Can I simply use something like the following?
data {
//some data
matrix[5, 10000] prior;
}
parameters {
real theta[20];
}
model {
int chosen_index;
chosen_index=uniform(0,10000);
for (i in 1:6) {
theta[i] = prior[i,chosen_index]
//or it should be theta[i] ~ prior[i,:] ?
}
for (i in 6:21) {
theta[i] ~ uniform(-100,100) //uniform prior on the rest of the parameters
}
// Likelihood model for your observed data
}
You need to come up with a 5-dimensional parametric function that is approximately proportional to the prior implied by your samples.
Alternatively, you could try to write down a model that fits your previous model (that yielded your samples) and your current model jointly, in effect substituting the previous model itself in place of the parametric function.

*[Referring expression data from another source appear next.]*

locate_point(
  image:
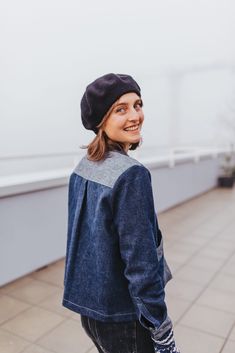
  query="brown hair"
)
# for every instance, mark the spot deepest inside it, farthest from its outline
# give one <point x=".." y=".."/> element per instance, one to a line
<point x="101" y="144"/>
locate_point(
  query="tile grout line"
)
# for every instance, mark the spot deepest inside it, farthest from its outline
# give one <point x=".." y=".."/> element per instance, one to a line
<point x="227" y="338"/>
<point x="203" y="290"/>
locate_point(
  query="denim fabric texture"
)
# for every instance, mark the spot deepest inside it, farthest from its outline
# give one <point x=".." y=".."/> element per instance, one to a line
<point x="115" y="268"/>
<point x="118" y="337"/>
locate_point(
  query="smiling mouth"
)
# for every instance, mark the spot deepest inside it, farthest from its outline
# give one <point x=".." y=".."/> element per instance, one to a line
<point x="132" y="128"/>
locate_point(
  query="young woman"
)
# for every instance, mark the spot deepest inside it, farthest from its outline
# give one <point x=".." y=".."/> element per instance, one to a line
<point x="115" y="270"/>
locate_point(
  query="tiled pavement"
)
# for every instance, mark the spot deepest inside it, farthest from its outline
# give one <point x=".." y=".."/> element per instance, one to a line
<point x="199" y="240"/>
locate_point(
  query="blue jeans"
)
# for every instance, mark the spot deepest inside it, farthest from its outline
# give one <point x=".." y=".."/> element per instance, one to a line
<point x="118" y="337"/>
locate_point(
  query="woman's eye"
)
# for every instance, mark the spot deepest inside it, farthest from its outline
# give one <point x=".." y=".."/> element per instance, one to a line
<point x="138" y="105"/>
<point x="120" y="110"/>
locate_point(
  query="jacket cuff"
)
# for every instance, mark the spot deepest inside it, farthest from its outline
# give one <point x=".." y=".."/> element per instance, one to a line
<point x="163" y="331"/>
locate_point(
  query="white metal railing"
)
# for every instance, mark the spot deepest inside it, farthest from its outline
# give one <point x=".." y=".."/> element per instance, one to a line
<point x="18" y="183"/>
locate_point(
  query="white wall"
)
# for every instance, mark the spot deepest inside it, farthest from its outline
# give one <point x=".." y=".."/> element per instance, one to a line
<point x="52" y="49"/>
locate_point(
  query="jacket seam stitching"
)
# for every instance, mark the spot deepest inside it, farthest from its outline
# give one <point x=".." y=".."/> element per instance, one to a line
<point x="118" y="314"/>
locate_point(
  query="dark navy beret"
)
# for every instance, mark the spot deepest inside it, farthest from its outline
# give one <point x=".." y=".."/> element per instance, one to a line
<point x="100" y="96"/>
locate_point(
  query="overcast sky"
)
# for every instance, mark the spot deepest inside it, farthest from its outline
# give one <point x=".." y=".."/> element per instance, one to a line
<point x="52" y="49"/>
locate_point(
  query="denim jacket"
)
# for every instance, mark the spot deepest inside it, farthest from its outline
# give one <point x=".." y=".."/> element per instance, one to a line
<point x="115" y="268"/>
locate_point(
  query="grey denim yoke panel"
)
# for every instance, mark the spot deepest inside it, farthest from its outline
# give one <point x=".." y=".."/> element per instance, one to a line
<point x="115" y="269"/>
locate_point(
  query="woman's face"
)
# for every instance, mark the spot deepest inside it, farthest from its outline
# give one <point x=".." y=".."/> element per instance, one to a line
<point x="125" y="120"/>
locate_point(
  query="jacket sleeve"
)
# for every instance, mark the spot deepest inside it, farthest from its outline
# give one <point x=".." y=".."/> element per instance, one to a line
<point x="135" y="221"/>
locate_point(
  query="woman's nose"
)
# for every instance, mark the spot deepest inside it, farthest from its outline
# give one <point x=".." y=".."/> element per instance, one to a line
<point x="134" y="115"/>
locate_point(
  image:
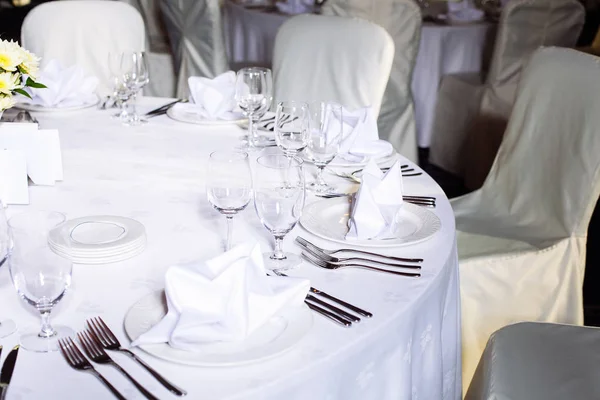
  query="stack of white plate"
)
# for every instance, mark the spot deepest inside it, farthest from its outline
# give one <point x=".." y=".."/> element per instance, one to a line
<point x="99" y="239"/>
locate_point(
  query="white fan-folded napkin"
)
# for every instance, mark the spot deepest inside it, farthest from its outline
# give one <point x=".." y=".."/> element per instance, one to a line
<point x="295" y="6"/>
<point x="360" y="137"/>
<point x="213" y="99"/>
<point x="65" y="87"/>
<point x="224" y="299"/>
<point x="376" y="205"/>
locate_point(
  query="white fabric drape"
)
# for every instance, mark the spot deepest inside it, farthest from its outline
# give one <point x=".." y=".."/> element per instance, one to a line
<point x="402" y="20"/>
<point x="197" y="41"/>
<point x="538" y="361"/>
<point x="328" y="58"/>
<point x="471" y="116"/>
<point x="522" y="236"/>
<point x="83" y="33"/>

I don’t necessarily recommend this approach, but if you really want you can pass all of the prior samples as data, write a function to compute the density based on your chosen kernel at an arbitrary point in parameter space, and then increment the target by the logarithm of this density.
If a multi variate normal mixture is ok for you (which should really work), then you can use the mixstanvar functionality from RBesT to have a previously fitted multivariate normal mixture applied to your sample as a prior in a brms model… see
It should be consistent with Bayesian updating if you just add the sample you want to use as a prior to your dataset? It’s probably not the same in terms of how stan handles it in the implementation, but the posterior should be the same I think.
Edit I misread your innitial post.
You can generate new samples based on your parameter samples from the posterior predictive distribution and add those to your dataset. I am not entirely sure how large the sample would have to be though.